# Tabby or bengal?



## Jenny4321 (Apr 3, 2021)

i a, trying to tell if a stray cat coming around is a marbled tabby or a
Bangal. Can I post pictures here?



This is the stray. She’s been coming around for a month. runs off when
I approach. Eats well


----------



## BobBengal (May 6, 2018)

I have one Bengal but am not an expert. My guess, a non Bengal mix, doesn't like a Bengal head/face to me.


----------



## Jenny4321 (Apr 3, 2021)

Thanks. Guess he/she is a very pretty tabby.


----------



## Raq (Feb 2, 2021)

Hi! My guess is a marbled DSH


----------



## pnr (Apr 11, 2021)

It looks like a tabby because it has an M marking on it's head. Also I read that tabby is a cat's markings and not a breed of cat.


----------



## BobBengal (May 6, 2018)

Right, but Bengals can have the M too.


----------



## MaumauTigerlily (Jun 2, 2021)

That is a mackerel or marbled tabby. Not a Bengal. A Bengal has more tiger looking stripes and is very unique looking. this is a Bengal cat breed.
this one is a cat with mackerel tabby markings. this is a cat with marble tabby markings.
Hope this helps. It can get confusing.


----------



## MaumauTigerlily (Jun 2, 2021)

I meant that Bengals have leopard like spots, not tiger stripes like the mackerel coat.. My bad.


----------



## Jenny4321 (Apr 3, 2021)

Thanks, you are 100% correct. Never knew tabbies got so fancy! He was a stray who returned home.


----------



## BobBengal (May 6, 2018)

@MaumauTigerlily thanks for the photos. If you look at the top right corner of your post there are 3 vertical dots, if you click that you can edit your post.

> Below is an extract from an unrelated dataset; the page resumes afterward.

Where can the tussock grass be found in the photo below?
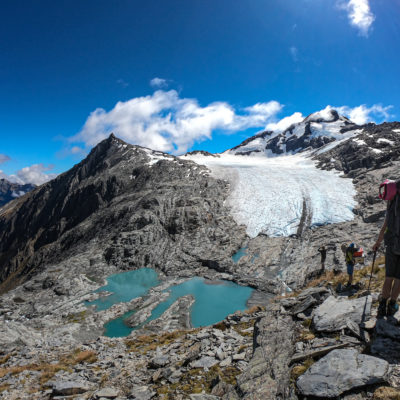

Bengals can be confusing, so many patterns and colors.


----------



## MaumauTigerlily (Jun 2, 2021)

Jenny4321 said:


> Thanks, you are 100% correct. Never knew tabbies got so fancy! He was a stray who returned home.


Aw well I'm glad he found his home, that's good. Yea I had actually not even seen a marble cat before.


----------